# Algae removing products?



## RoxMad (Nov 29, 2010)

I have a 10 gallon tank and since I've moved home from college I have it by a window. I have the algae problem pretty controlled, but I wondered if adding something like API AlgaeFix to the tank would be harmful to my fish? I thought I had heard that it would coagulate the algae and could harm my little buddy, and I don't want to have any of that. My nitrates climbed a little (I believe from the algae), but we're only at 20 ppm, not in the danger zone, and it's not climbing. I've been scrubbing the tank walls every few days when I see a little growth just to keep things under control, and it's working pretty well, but I would like to add something to eliminate it totally, if it won't hurt my fish. Thanks for the help!


----------



## Cat696 (Apr 27, 2011)

if ypu don't have plants or inverts, you should be fine with using a good algae controler. but do your research on the product first! Your best bet, would be to get the tank away from the window.


----------



## BBradbury (Apr 22, 2011)

Good morning Rox. I like to control algae the natural way by adding some fast growing stem plants that will use up the available nutrients in the tank.

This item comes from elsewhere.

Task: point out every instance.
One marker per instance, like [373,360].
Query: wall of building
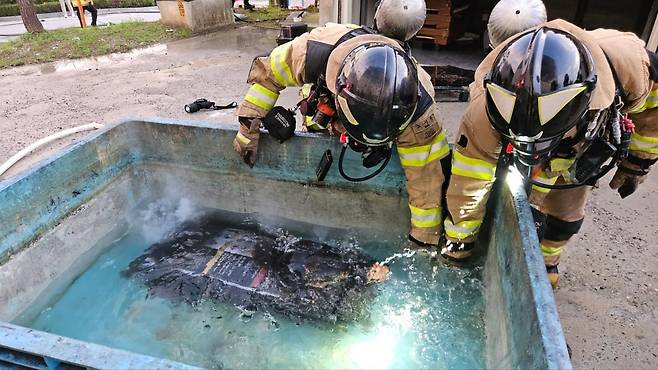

A 10 G is pretty small, but you might try planting some Pennywort. It's a fast grower and will compete with the algae for food.

BBradbury


----------



## jrman83 (Jul 9, 2010)

Just cut your lighting time.


----------



## RoxMad (Nov 29, 2010)

Thanks for the help, guys! I actually can't move the tank, because we don't have space for him anywhere else. But, I did find some black matting board to put behind the tank to block out some of the sun, so we'll see how that works. I can't plant/add fish to my tank because I train my fish, so I'm moving equipment in and out of the tank every day. I'm a little concerned about stressing the other fish out if I did add them, and I think Russ would be jealous/aggressive to other fish, since he's shown tendencies towards that before with fish in other tanks near him. I'll try controlling the lighting time as well. My sister used API Algae Fix in her tank with her Parrots, and they are getting along fine and it's doing a good job. Anyone heard anything bad about this product?


----------